With each explicit apology, the crowd — filled with legions of survivors, elders, chiefs and leaders — erupted in applause.
Francis’ apology begins a week-long “penitential pilgrimage” across the country to atone for the conduct of Christian missionaries, who, along with the Canadian government, forcibly removed at least 150,000 Indigenous children from their homes and banned their languages as well as religious and cultural practices — forcing assimilation into the country’s Christian society.
The historic address, held near the site of a former residential school in Maskwacis, exemplifies the Church’s efforts to reconcile with Indigenous communities and address the generational trauma incurred by descendants of victims. Abuse at the schools, which were established by the Canadian government, dates back to the 1880s and continued until the 1990s.
For years, Canadian activists have called on the Vatican to address the horrific systemic abuse that reverberates through Indigenous communities today. But it wasn’t until the discovery last year of a cemetery in British Columbia, thought to contain the remains of more than 200 children from a former residential school, that the Church began to consider action. Another cemetery containing more than 750 remains tied to a residential school was found shortly after in Ontario, and hundreds of unmarked graves across the country are also believed to be connected to residential schools.
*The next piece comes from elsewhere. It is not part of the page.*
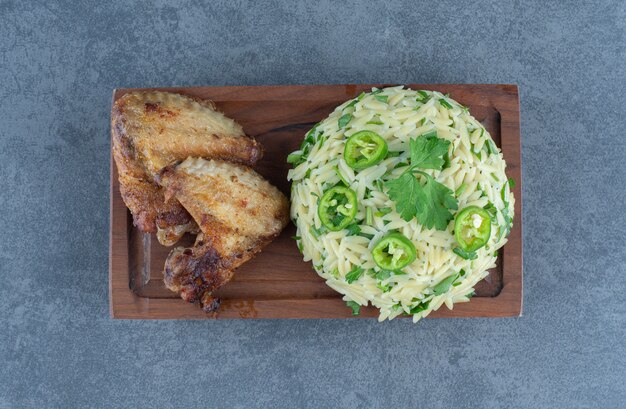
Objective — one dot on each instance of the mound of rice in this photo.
(476, 173)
While Francis’ visit signals the Church’s commitment to reconciliation, Indigenous activists have expressed that they want more than words.
Fourteen years ago, the Canadian government formally apologized for instituting the schools and has since provided billions in reparations to Indigenous communities and survivors. However, activists are also pressing for access to Church archives to learn about children who did not survive, the return of Indigenous artifacts in the Vatican’s museums and justice for survivors.
“Many of you and your representatives have stated that begging pardon is not the end of the matter. I completely agree. That is only the first step,” Francis said, although he did not announce further details. Francis also did not address the issue of accessibility to archives or artifacts.
A comprehensive investigation into the abuse has already been completed. Treatment of Indigenous children at the schools was characterized as a “cultural genocide” by a report from Canada’s Truth and Reconciliation Commission in 2015. Over the century-long period of systemic abuse, at least 3,200 students died at the schools. The actual number is estimated to be much higher.
Willie Littlechild, a Cree chief and lawyer who introduced the pope on Monday, worked on the commission that published the report and interviewed more than 7,000 survivors of the abusive school system. A survivor himself, Littlechild expressed a deep appreciation for Francis’ visit.
“It was clear to all of us that you listened deeply and with great compassion,” Littlechild said, referring to an April visit to the Vatican where he and other survivors spoke with the pope. “The words you spoke to us in response clearly came from the depths of your heart, and for those who heard them, a source of great comfort and deep encouragement.”
During the visit, Francis surprised many of the survivors when he said he felt “sorrow and shame” for the cruelty of the missionaries. In turn, the survivors gave the pope a pair of children’s moccasins to remember the suffering of Indigenous children. He was instructed that they could only be returned upon a trip to Canada.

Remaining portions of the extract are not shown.